President Obama's sweeping plan to address gun violence was met Wednesday with swift and stiff resistance by gun rights advocates and conservative lawmakers, setting up a tense debate that will be held on the airwaves, in congressional hearing rooms and in communities across America.
The package proposed Wednesday is the most comprehensive in decades. The president called for a new, tougher assault weapons ban and a 10-round limit on magazines, as well as legislation to bar the possession of armor-piercing bullets and require criminal background checks for nearly all gun sales.
Separately, he approved 23 executive actions while calling for additional funding to address mental health and school security.
The movement comes in the wake of last month's school massacre in Connecticut, where 20 children and six adults were killed.
"If there's even one life that can be saved, then we've got an obligation to try," said Obama, joined at the White House by four children who wrote to the president following the Newtown, Conn., tragedy.

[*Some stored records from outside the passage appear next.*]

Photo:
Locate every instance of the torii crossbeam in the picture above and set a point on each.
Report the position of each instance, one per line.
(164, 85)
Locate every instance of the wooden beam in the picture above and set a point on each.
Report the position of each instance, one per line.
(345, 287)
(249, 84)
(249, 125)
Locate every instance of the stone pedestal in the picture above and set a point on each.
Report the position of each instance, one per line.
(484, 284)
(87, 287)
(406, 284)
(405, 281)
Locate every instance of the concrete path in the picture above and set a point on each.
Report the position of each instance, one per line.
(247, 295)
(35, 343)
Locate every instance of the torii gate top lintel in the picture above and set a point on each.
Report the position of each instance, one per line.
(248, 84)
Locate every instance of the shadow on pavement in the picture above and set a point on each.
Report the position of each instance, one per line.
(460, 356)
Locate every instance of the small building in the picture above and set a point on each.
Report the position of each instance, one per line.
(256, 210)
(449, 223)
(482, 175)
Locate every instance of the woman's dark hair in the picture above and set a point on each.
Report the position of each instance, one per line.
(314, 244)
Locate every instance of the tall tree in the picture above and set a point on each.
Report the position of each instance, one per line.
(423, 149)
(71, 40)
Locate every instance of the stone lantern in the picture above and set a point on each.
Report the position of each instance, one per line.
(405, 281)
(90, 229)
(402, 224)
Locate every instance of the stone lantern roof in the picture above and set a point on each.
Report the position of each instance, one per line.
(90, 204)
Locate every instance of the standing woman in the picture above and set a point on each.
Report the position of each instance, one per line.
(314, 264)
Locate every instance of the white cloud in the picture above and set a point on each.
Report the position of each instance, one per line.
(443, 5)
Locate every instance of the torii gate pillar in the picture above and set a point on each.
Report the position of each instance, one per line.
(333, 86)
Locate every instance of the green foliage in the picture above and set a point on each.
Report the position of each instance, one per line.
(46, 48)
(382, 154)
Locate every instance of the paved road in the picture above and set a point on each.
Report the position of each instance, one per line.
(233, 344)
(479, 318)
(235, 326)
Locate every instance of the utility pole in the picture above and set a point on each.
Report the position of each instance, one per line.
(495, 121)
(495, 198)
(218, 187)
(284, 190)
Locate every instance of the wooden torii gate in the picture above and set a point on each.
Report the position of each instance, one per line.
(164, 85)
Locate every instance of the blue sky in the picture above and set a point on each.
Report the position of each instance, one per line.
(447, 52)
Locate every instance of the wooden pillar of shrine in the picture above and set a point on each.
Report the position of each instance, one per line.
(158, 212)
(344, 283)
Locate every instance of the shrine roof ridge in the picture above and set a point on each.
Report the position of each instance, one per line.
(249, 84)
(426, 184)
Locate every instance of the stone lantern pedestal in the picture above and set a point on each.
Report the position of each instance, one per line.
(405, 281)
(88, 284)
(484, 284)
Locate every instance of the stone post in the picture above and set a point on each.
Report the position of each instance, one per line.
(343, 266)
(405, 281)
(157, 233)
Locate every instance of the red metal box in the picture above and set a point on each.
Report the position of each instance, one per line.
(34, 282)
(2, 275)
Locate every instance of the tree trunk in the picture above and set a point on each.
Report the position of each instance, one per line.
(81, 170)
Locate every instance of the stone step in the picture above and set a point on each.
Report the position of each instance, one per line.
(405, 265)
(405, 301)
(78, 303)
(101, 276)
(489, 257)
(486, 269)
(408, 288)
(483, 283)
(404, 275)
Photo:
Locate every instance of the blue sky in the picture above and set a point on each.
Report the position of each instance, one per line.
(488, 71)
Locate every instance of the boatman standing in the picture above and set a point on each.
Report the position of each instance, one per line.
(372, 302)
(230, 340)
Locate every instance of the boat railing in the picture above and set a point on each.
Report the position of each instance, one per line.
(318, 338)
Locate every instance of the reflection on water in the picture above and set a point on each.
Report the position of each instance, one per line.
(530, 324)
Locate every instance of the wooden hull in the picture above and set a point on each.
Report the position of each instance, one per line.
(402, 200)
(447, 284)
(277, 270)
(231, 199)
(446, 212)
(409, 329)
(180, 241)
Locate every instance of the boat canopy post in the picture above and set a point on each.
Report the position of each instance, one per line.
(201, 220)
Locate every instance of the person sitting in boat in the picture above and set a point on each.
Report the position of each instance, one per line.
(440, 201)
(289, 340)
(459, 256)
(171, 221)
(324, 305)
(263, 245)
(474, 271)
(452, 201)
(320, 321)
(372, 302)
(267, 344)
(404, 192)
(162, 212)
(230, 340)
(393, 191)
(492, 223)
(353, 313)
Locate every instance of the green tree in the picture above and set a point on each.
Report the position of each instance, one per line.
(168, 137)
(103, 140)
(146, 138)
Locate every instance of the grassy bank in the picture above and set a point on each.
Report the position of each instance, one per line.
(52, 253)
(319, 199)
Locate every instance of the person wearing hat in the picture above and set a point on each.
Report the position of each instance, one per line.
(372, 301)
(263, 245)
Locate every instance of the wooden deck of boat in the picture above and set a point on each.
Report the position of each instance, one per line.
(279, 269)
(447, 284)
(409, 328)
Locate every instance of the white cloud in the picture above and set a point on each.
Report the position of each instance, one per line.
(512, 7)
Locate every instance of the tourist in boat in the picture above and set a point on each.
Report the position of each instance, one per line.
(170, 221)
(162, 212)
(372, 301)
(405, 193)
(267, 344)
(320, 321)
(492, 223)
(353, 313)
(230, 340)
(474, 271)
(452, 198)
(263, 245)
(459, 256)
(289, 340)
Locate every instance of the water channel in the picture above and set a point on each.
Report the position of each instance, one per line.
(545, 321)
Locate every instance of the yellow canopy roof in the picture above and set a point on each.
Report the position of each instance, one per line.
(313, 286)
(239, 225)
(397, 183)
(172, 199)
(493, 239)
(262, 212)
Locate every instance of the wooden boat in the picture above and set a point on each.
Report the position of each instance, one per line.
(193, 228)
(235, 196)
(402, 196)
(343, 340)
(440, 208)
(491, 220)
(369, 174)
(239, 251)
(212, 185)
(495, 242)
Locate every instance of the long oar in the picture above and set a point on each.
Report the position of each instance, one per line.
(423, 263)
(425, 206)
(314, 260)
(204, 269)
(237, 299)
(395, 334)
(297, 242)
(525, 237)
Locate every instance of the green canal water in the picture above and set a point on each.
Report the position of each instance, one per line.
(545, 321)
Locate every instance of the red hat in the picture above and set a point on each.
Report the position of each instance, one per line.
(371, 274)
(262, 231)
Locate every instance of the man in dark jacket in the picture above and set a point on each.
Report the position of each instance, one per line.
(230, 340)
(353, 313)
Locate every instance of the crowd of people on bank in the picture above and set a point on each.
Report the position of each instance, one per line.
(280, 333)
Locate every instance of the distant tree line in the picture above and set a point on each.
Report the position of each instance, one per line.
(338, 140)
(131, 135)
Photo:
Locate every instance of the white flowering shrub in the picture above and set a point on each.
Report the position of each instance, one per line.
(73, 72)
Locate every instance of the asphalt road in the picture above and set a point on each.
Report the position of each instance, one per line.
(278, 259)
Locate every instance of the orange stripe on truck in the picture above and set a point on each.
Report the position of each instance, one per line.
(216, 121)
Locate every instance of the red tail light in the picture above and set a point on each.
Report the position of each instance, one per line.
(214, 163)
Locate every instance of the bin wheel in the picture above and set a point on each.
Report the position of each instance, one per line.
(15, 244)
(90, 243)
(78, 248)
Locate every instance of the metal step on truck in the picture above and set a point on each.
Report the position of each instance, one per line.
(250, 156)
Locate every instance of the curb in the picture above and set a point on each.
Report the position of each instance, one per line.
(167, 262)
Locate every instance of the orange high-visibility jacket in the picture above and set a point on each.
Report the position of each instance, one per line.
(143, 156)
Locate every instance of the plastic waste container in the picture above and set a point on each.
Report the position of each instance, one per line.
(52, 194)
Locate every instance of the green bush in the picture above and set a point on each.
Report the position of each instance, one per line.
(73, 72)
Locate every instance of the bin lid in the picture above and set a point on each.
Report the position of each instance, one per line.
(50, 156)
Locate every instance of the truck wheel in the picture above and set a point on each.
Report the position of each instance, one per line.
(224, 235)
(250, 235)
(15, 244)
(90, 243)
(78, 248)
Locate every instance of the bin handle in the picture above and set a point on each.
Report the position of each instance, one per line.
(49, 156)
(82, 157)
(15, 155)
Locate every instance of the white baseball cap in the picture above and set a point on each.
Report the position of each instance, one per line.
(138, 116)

But several lawmakers said the president's proposals in large part would not have prevented a shooting like the one at Sandy Hook Elementary School. They accused the president of glossing over potential factors like the entertainment industry and the country's mental health system, making clear that the legislative proposals could face an uphill climb.
"Nothing the president is proposing would have stopped the massacre at Sandy Hook. President Obama is targeting the 2nd Amendment rights of law-abiding citizens instead of seriously addressing the real underlying causes of such violence," Sen. Marco Rubio, R-Fla., said. "Rolling back responsible citizens' rights is not the proper response to tragedies committed by criminals and the mentally ill."
Sen. Charles Grassley, R-Iowa, said the proposals would merely invite "drawn-out court battles."
"Instead of a thoughtful, open and deliberate conversation, President Obama is attempting to institute new restrictions on a fundamental constitutional right," he said.
Texas Gov. Rick Perry, in a written statement, said: "Guns require a finger to pull the trigger. The sad young man who did that in Newtown was clearly haunted by demons, and no gun law could have saved the children in Sandy Hook Elementary from his terror."
But both sides of the debate were preparing Wednesday for a drawn-out national debate. The National Rifle Association is preparing to launch a major ad campaign and has already started running one ad. The group said Wednesday it would work with Congress on a "bipartisan basis" but that "attacking firearms and ignoring children is not a solution to the crisis we face as a nation."
The NRA said: "Only honest, law-abiding gun owners will be affected, and our children will remain vulnerable to the inevitability of more tragedy" as a result of the administration's plan.